Видел себя не иссохшим, обессиленным, обезумевшим в темноте скелетом, видел высоким сутулым молодым человеком в форменной тужурке со светлыми пуговицами, с синими клапанами петлиц на воротнике.
Видел себя в пальто, в студенческой фуражке, с портфелем под мышкой, шагающим по гранитной набережной, мимо розовых гранитных сфинксов, щурящих каменные слепые глаза на бурые волны реки.
Видел купола церквей, кресты колоколен, горящие на фоне бледного северного заката, контуры многоэтажных домов, расплывшиеся в лиловой дымке на горизонте.
Видел блестящую золотую оправу выпуклых очков, редкую седую бородку, лысину, склонённую над разграфленным листом бумаги. Вспыхивал в ушах скрипучий голос профессора-экзаменатора:
— Господин Дорн? Так, кажется? Ну, что вы имеете мне сообщить о способе размножения Ascaris megalocefala?..
Видел себя за микроскопом, рядом с десятками таких же склонённых голов, стриженых, всклокоченных, кудрявых, гладко прилизанных. Потом из темноты выступали розовые в лучах заходящего солнца колонны соснового бора. Ухо ловило мягкий мутный шорох морского прибоя. Перед глазами веранда деревянного бревенчатого дома с широкими итальянскими окнами. Рядом глубокое тростниковое кресло. Брюнет с бледным лицом, с синими большими глазами, тот самый, что носит имя доктора Чёрного, что-то говорит, что-то показывает, осторожно передвигая полуистлевшие листочки в деревянных тисках. Ещё дальше шезлонг…
Он видит плетёную, на пол откинутую подножку, лакированный тупой модный носок крошечной дамской туфли, абрис высокого подъёма под тонкой паутиной чёрного чулка, мягкие складки тёмного платья. Он видит всю тонкую, стройную, устало откинувшуюся в шезлонге знакомую фигуру, смуглые, золотисто-бронзовые обнажённые руки, тонкие пальцы, на мизинце чуть заметна тонкая золотая проволока-кольцо с мрачно мерцающим глазом чёрного камня.

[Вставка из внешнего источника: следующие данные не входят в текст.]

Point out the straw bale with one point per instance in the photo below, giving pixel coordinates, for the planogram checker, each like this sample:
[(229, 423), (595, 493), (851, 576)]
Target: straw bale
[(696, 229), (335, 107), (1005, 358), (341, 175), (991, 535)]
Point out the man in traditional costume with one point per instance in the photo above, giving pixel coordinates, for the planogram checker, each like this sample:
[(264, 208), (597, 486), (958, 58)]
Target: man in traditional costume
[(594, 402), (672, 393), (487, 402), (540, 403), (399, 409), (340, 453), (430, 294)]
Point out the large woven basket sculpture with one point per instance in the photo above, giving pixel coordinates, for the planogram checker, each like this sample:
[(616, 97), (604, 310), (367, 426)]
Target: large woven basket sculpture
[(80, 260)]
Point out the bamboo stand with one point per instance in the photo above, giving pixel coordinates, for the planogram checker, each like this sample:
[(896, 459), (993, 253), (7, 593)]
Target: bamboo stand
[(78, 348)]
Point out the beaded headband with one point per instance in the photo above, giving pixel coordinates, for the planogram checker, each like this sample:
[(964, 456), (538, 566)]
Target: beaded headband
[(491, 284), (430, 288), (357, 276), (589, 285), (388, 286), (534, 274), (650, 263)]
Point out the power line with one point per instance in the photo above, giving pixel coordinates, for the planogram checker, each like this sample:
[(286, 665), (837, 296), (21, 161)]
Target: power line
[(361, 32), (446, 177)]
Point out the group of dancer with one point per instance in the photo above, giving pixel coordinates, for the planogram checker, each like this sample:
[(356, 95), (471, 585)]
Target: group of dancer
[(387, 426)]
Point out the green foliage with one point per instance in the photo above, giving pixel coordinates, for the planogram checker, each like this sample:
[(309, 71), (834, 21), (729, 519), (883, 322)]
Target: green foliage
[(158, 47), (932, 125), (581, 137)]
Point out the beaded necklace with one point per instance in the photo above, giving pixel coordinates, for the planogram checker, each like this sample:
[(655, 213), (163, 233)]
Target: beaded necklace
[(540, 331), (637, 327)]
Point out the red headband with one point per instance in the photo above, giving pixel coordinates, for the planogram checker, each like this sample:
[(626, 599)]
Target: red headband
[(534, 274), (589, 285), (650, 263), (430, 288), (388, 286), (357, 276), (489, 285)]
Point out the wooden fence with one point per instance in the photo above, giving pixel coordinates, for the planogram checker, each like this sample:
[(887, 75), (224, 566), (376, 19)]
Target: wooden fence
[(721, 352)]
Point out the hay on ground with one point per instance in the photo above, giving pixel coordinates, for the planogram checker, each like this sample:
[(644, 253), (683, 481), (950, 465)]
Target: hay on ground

Видит смуглую шею, подбородок, губы, обнажившие тусклый жемчуг зубов… Дальше темнота.
Мучительно напрягает память, зовёт весь облик лица, весь образ, такой знакомый и такой неуловимый…
И внезапно будто кто сдвинул, сдёрнул пелену, под которой скрыто лицо. Знакомая бронзовая головка с массой тяжёлых, схваченных небрежным узлом вьющихся волос откинута на спинку шезлонга. Губы полуоткрыты, из-за них тускло мерцает жемчуг зубов. Но зубы стиснуты странно. Между ними закушен вспухший кончик языка. Складка на смуглой шее там, где впился в тело тоненький шёлковый шнур. Серая, тёмная сталь гранёной пластинки торчит сзади посиневшего уха. И в самую глубину мозга глядит ему мёртвый, остановившийся взгляд потускневших, расширенных, чуть выпученных глаз.